One of the biggest risks to the mental well-being of young people is social media. Numerous studies show that social media exacerbates exclusion, anxiety, and depression. We sought to create an inclusive, positive-reinforcement based social app for something that everybody loves: singing! Singing has many benefits: it boosts creativity, creates a sense of community, and helps with social integration, especially among children. All four of us have always been enthusiastic about singing and music, although we have never been very good at it. We decided to use our expertise in signal processing and machine learning to solve this problem. Our app helps people and connect with their friends and get better at singing.
What it does
Our app allows people to become better singers. Users can access our song collection and sing over a song of their choice. Our signal processing algorithm calculates and returns a score to the user showing the pitch difference between the original recording and their recording. Users can also view a leaderboard for each song showing the highest scoring individuals. There is also a profile tab where users can play back all their recordings and view their pitch improvement overtime. Finally, users can use our powerful vocal classification deep learning algorithm to find out their phonation mode. The phonation mode classifier categorizes someone’s singing into 4 different classes: breathy, neutral, pressed, and flow. This tells the singer how their vocal cords and larynx are contracting when they sing, and what adjustments must be made in singing technique to sing in a certain style.
How we built it
We built our client app in React Native and Expo. We use Firebase for user accounts, data storage for the leaderboards, and for storing all the song recordings. The algorithms and ML model are run on Flask in a PythonAnywhere production server. The client app communicates with the server through a custom RESTful API. The vocal comparison algorithm was built using numpy and librosa. First, the comparison algorithm takes two audio files and generates a series of chroma vectors. Chroma feature vectors are generated by taking short time Fourier transforms of the data and binning the transformed data into the 12 different Western musical tones. These accurately describe the pitch of the audio files. These features are averaged for each file. The average features are then turned into probability distributions to account for differences in total energy between the two sound files. Finally, the statistical Bhattacharyya distance is calculated between the two distributions to find how close the two sound files are in pitch. The vocal classification model is a convolutional neural network built with tensorflow and keras. The model was trained using mel-frequency cepstral coefficient (MFCC) features from 910 audio files of different phonation modes. The model achieved a 93% training accuracy and an 89% test accuracy.
Challenges I ran into
There were a lot of challenges in synchronizing the Firebase database, our production server in PythonAnywhere, and our client app. Specifically, we had a lot of difficulty getting asynchronous functions to work the way we wanted in React Native. Often the PythonAnywhere server would look for files not yet uploaded to the Firebase because the async function was not finished.

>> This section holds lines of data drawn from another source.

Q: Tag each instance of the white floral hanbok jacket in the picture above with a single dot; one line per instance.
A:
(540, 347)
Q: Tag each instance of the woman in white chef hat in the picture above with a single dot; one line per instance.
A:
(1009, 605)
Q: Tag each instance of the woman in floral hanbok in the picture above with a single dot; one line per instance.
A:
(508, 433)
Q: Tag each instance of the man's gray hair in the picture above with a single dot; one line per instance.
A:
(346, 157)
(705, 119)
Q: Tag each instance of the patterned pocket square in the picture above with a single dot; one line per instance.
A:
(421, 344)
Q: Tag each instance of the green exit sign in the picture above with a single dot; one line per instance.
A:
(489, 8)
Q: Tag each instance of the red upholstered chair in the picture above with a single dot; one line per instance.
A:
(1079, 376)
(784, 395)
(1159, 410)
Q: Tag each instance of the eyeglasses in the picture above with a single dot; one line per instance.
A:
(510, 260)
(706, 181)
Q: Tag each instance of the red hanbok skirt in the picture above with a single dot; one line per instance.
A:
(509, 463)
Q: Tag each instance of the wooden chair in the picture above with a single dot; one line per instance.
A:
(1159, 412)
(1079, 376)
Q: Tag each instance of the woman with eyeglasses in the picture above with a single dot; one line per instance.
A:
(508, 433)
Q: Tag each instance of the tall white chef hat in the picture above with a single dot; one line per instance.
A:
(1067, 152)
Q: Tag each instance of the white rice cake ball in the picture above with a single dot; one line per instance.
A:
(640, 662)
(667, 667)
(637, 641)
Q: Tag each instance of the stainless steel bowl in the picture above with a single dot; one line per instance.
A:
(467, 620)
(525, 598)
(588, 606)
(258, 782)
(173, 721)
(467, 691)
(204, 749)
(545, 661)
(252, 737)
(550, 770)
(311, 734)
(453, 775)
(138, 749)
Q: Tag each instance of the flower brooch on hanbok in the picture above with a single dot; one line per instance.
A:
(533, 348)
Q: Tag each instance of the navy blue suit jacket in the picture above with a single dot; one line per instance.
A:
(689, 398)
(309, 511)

Accomplishments that I'm proud of
We were able to successfully create an Accounts feature in our first attempt using React Native Expo. After learning how to use React Native, we developed a navigation bar leading to each page. We also developed a very extensive signal processing algorithm in Python. This algorithm was based on modern techniques in MIR, or music information retrieval. We had to figure out how to adjust for different vocal timbres and different amplitudes in the files. Through our research, we found that chroma features and probabilistic distance were the best ways to determine the differences in pitch. Finally, we also managed to train a CNN with relatively high accuracy for vocal classification.
What I learned
This is our first time developing a mobile app with react native. Additionally, we learned how to integrate firebase into our react native applications.
What's next for Sing-ly
We believe that we can take Sing-ly public, publishing it on the App Store and Google Play Store. Before this publication, we want to expand our Firebase file system to accommodate more users and more files. We also plan to receive a song licensing agreement to provide more songs. We would also create a friends/followers system to help facilitate more connection between people.